Finnish poet, translator, and programmer (1951–2019)

Leevi Lehto (23 February 1951 – 22 June 2019) was a Finnish poet, translator, and programmer.

== Biography ==
After making his poetic debut in 1967, he published six volumes of poetry, a novel, Janajevin unet (Yanayev's Dreams, 1991), and an experimental prose work, Päivä (Day, 2004). He was active in leftist politics (during the 1970s) and worked as a corporate executive in communications industry (during the 1990s). He was also known for his experiments in digital writing, such as the Google Poem Generator. Furthermore he was an advocate of the concept of Barbaric English, an idea that all (non-English) languages influence the way English is spoken, making a non-native pronunciation of English an identifiable English dialect, similar to how New Zealand, Australian, Indian etc. pronunciations of English are termed dialects.

His translations, more than forty books in total, range from mystery writing to philosophy, sociology, and poetry, including work by Louis Althusser, Gilles Deleuze, George Orwell, Stephen King, Ian McEwan, Josef Skvorecky, Walter Benjamin, John Keats, John Ashbery, Mickey Spillane and Charles Bernstein. Among his translations (2006) was the new Finnish translation of Ulysses by James Joyce. 2020 post-humously his translation of John Keats "Autum and other poems" was awarded the Finnish translators' prize, Kääntäjäkarhulla (The Dancing Bear).

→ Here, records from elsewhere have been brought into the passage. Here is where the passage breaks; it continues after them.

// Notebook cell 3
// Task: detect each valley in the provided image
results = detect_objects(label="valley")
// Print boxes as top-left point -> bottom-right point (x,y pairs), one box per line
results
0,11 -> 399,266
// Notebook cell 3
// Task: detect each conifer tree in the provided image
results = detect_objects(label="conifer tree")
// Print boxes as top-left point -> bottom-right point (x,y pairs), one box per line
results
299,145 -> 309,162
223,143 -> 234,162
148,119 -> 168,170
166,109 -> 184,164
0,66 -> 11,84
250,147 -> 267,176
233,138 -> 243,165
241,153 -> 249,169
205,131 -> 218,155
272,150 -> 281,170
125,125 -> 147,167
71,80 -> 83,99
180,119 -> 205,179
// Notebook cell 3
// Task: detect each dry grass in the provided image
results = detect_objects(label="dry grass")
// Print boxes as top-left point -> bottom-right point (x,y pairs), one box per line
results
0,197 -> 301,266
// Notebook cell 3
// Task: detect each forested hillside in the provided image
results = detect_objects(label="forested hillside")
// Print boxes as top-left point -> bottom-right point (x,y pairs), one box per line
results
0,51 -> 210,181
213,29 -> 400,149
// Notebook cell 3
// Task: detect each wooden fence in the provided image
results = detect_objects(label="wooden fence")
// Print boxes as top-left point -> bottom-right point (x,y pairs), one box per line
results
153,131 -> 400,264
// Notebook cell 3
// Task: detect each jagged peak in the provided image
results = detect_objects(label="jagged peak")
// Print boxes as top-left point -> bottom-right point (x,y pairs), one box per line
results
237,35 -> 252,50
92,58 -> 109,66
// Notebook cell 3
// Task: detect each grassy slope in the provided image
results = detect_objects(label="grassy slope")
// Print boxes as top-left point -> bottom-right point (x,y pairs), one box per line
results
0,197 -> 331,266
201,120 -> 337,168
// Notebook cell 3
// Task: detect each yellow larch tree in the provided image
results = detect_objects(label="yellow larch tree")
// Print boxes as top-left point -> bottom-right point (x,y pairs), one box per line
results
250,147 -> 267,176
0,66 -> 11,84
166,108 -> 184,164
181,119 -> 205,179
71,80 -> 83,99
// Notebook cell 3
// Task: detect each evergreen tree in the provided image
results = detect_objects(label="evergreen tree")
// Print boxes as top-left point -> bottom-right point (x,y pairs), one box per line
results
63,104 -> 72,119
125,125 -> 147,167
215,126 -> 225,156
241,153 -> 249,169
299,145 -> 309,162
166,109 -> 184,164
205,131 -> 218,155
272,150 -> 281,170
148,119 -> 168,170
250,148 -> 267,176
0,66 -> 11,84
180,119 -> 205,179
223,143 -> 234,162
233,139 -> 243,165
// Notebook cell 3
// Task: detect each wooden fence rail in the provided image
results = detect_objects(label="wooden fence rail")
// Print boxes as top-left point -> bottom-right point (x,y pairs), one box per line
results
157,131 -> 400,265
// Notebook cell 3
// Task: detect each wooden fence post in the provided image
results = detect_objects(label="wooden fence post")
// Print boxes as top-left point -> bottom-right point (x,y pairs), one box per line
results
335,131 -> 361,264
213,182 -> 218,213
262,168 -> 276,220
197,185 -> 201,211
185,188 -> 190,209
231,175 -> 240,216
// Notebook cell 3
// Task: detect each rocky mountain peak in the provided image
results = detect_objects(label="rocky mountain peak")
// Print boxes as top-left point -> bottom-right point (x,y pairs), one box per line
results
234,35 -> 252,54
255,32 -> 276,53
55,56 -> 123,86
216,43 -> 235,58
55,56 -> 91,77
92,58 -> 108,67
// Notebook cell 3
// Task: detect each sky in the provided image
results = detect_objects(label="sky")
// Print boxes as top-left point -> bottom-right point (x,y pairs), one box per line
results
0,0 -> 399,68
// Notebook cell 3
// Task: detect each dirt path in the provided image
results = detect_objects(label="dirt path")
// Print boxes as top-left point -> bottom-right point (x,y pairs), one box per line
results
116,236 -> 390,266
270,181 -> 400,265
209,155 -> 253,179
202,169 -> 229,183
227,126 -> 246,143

Lehto was the editor-in-chief of the poetry magazine Tuli & Savu between 2002 and 2003. He taught poetry at the Critical Academy (Kriittinen korkeakoulu) in Helsinki and was Chairman of the Planning Group for the yearly Helsinki Poetics Conference, member of the Planning Group for Kuopio Sound Poetry Seminar, responsible for the "poEsia" series of poetry books (Nihil Interit and Kirja kerrallaan), member of Editorial Council of Sibila, the Brazilian magazine of poetry, and contributing editor of US-based Electronic Poetry Center (EPC). Leevi Lehto's first volume of poetry in English, Lake Onega and Other Poems, was published by Salt Publishing in November 2006. Lehto's last collection of poetry, in Finnish, "Handy McCoystysen's Rakkauslaulu" (Handy McCoystysen's love song", he managed to see in print at his home in Helsinki on Midsummer's Eve, 2019. He died the next morning.

Lehto suffered from the aggressive multiple system atrophy for several years and died on 22 June 2019, aged 68.